Comment by larry burns — May 22, 2007 @ 3:14 pm
4
1.) To keep from getting that Homer label, I’ll say Oklahoma… mainly because I’ve been there and they have a great atmosphere with great fans
2.) Florida under Lord Vader… I mean Spurrier… All those SEC championship games we lost between the 92 and 99 games…
3.) Appalachian State… have you been to Boone?
4.) Fergie
Comment by PeterPumpkinhead — May 22, 2007 @ 3:12 pm
3
Btw, I hate Finebaum on principle, but there’s something inherently likable about a guy diagramming a play in the Wishbone.

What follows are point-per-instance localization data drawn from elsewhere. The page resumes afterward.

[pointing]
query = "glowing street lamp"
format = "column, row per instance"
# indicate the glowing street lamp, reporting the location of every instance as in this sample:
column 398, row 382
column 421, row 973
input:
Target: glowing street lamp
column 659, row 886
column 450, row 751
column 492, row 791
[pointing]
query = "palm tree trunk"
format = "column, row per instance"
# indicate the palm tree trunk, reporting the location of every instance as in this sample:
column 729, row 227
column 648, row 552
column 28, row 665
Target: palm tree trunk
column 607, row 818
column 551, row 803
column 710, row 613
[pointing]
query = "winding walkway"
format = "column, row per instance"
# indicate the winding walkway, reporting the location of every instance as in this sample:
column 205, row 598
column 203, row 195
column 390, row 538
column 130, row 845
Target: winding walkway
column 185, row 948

I could have said Navy at 3 as well. Cause more athletes need to pull their weight and go all Ted Williams/Pat Tillman on our enemies, and then we’d get to see Paul Johnson’s flexbone option offense at its glorious finest on national TV.

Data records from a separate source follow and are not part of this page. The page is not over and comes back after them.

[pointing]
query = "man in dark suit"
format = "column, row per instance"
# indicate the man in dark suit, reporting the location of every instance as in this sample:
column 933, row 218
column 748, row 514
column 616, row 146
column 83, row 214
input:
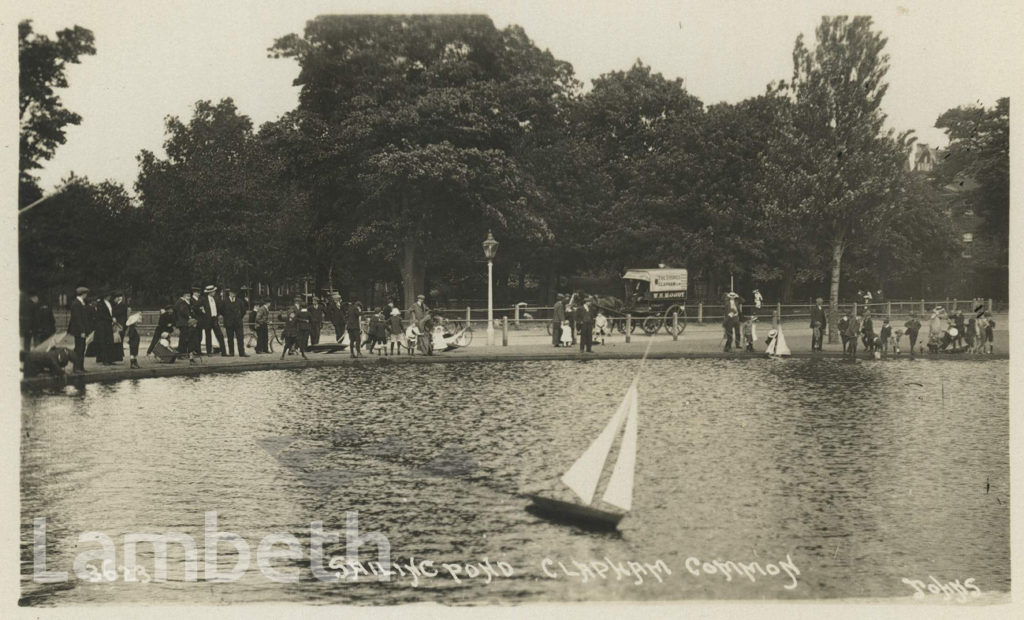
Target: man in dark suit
column 315, row 321
column 103, row 328
column 734, row 303
column 184, row 323
column 197, row 313
column 584, row 318
column 336, row 315
column 27, row 316
column 80, row 326
column 235, row 311
column 354, row 332
column 557, row 317
column 211, row 313
column 818, row 323
column 418, row 311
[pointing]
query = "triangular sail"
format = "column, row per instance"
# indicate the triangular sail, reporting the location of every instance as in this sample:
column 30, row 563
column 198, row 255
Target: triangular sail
column 583, row 477
column 620, row 490
column 780, row 347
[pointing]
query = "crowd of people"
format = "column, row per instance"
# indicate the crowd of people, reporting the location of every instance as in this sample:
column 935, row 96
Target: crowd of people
column 215, row 318
column 947, row 332
column 573, row 322
column 101, row 323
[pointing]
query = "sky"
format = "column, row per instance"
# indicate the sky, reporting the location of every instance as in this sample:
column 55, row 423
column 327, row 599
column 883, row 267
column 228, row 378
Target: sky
column 156, row 59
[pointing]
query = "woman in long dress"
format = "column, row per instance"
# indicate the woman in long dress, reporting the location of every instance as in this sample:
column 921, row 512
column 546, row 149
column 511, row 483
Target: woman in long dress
column 103, row 338
column 121, row 320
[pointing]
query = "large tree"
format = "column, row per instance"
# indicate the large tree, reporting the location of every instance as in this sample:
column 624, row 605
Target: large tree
column 832, row 165
column 681, row 178
column 216, row 205
column 426, row 119
column 42, row 66
column 978, row 158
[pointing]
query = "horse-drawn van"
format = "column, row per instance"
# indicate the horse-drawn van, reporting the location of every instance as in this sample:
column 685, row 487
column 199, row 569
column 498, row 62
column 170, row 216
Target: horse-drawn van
column 652, row 297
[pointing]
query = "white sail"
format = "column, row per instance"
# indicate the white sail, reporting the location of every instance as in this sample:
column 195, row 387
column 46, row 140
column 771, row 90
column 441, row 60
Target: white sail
column 778, row 346
column 583, row 477
column 620, row 491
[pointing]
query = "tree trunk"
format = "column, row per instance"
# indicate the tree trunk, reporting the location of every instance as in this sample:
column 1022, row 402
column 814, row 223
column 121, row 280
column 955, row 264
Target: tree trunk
column 838, row 248
column 413, row 271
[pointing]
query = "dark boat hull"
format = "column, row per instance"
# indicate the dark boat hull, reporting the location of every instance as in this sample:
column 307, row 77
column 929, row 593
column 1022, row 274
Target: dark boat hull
column 556, row 509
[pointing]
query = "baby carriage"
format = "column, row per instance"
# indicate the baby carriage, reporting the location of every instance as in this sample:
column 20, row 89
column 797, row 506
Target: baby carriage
column 166, row 355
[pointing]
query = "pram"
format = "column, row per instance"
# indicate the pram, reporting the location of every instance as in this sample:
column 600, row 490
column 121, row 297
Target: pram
column 166, row 355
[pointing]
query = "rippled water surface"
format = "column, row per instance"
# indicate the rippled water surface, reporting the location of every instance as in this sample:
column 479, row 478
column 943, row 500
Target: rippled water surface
column 862, row 473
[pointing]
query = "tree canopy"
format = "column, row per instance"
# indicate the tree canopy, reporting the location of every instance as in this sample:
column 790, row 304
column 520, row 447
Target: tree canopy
column 42, row 66
column 415, row 135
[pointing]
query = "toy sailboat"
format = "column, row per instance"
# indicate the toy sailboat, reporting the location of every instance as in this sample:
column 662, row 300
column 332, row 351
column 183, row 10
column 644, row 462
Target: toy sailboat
column 776, row 345
column 584, row 476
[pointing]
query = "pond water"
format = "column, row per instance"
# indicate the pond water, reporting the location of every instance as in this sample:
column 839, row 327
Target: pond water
column 859, row 476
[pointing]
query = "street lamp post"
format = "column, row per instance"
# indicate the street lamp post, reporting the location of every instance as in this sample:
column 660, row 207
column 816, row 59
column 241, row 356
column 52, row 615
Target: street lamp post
column 489, row 249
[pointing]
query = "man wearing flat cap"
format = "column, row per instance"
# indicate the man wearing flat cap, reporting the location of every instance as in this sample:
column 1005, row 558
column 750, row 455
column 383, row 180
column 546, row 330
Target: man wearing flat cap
column 80, row 326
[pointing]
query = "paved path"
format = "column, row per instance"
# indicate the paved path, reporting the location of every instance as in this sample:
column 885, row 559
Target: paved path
column 696, row 341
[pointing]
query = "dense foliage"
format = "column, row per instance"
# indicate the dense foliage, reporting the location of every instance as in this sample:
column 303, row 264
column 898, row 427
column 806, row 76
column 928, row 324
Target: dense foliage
column 415, row 135
column 41, row 69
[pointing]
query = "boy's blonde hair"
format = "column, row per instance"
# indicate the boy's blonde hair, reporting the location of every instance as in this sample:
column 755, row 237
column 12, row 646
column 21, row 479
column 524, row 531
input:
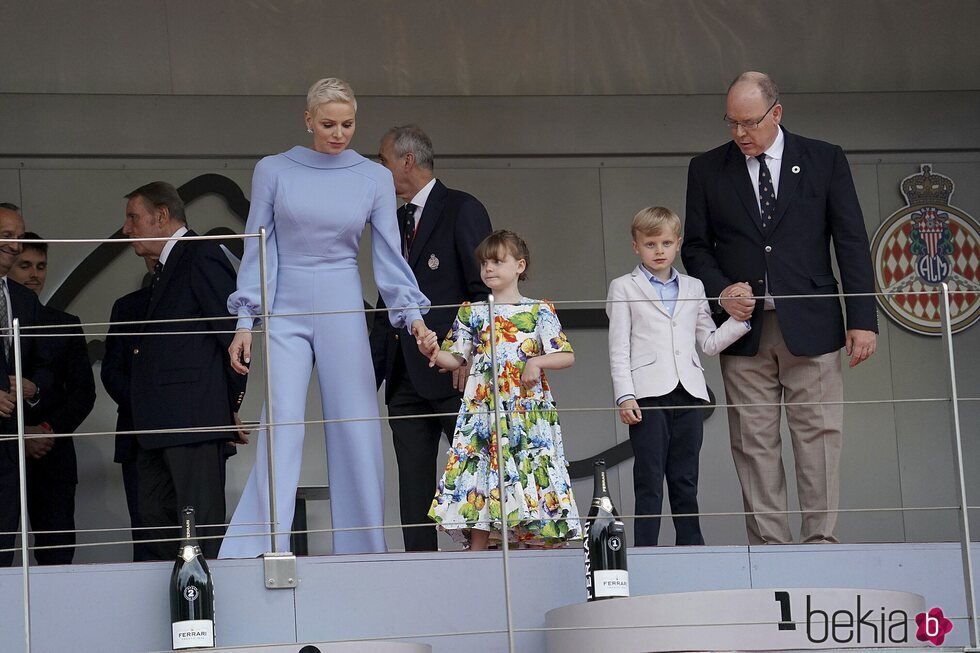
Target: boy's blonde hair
column 653, row 220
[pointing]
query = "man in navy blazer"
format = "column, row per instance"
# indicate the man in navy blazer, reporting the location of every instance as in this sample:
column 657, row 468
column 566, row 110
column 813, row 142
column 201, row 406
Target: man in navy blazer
column 440, row 230
column 181, row 381
column 119, row 344
column 18, row 303
column 52, row 469
column 762, row 212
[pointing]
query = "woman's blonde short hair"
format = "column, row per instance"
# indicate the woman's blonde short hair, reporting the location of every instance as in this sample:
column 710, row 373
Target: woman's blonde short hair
column 654, row 219
column 329, row 89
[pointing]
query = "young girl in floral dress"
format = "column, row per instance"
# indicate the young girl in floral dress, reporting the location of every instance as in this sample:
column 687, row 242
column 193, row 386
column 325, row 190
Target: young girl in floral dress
column 539, row 505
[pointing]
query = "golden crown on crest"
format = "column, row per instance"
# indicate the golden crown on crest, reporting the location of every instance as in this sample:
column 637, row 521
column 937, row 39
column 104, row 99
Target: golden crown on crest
column 927, row 188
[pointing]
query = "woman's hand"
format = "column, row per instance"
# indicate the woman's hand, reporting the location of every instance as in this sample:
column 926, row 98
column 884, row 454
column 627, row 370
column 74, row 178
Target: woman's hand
column 240, row 351
column 531, row 373
column 427, row 341
column 629, row 412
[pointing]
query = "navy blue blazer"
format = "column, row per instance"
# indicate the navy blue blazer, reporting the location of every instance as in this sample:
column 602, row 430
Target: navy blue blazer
column 180, row 376
column 116, row 361
column 66, row 404
column 453, row 223
column 817, row 205
column 37, row 364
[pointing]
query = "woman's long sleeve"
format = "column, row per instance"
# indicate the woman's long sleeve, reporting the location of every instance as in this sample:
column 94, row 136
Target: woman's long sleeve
column 394, row 278
column 246, row 301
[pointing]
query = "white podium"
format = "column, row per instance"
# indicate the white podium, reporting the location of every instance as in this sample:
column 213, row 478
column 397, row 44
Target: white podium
column 740, row 620
column 332, row 647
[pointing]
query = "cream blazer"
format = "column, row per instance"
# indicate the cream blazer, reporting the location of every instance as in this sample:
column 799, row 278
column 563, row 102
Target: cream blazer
column 650, row 352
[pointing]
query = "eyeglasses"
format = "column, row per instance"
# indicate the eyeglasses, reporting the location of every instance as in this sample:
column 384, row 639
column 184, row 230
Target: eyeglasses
column 750, row 124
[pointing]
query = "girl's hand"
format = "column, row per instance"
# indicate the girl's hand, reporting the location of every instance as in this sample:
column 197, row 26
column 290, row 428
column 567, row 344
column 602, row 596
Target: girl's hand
column 427, row 341
column 240, row 351
column 531, row 373
column 629, row 412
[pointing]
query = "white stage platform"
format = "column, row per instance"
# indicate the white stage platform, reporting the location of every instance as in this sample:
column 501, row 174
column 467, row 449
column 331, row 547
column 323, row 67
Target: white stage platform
column 449, row 601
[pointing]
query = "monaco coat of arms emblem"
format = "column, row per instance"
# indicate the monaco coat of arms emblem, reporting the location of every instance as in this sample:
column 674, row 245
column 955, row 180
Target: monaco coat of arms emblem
column 922, row 245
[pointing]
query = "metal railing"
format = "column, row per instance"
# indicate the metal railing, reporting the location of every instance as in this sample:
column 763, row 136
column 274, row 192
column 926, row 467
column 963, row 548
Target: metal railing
column 268, row 319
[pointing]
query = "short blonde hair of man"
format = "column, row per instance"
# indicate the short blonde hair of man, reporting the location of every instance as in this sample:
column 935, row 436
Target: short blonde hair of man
column 653, row 220
column 329, row 89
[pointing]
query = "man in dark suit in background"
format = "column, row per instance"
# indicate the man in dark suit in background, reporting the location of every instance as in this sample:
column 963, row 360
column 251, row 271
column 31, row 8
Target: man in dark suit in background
column 762, row 211
column 52, row 470
column 440, row 229
column 180, row 379
column 119, row 344
column 16, row 302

Comment by Herb — May 22, 2007 @ 3:06 pm
2
1) USC — men in loincloths and swords, plus Carroll does schedule pretty well while juggling on the unicyle
2)Louisville hasn’t had a consistent big-time rivalry over the years(Kentucky isn’t big time, nor do they cause anguish), so I’ll go with the anal-stretchings administered by Penn State in the 90’s
3)Rutgers — though I am already sick to death of Greg Schiano, another big team in the Big East is good for all, plus a NYC media market team will make us al lhat ESPN even more.
4) Mariah Carey–looks like an overinflated Christmas Elf.
Comment by jon — May 22, 2007 @ 3:04 pm
1
1) Bama - 92,000 people at the spring game? I mean, come on.
2) FSU - all the basketball beat-downs in the world can’t make up for what they did to the rest of the ACC in football in the ’90’s.
3) NC State - my Domer girlfriend’s thoughts on our program as we watched the Pack lose to a Reggie Ball QB’d team with 70,000 other people in red in the freezing cold: “it’s terrible you have such a terrible team with such great fan support.”
4) Beyonce - I didn’t use to think so, until I saw her try to dance next to Shakira.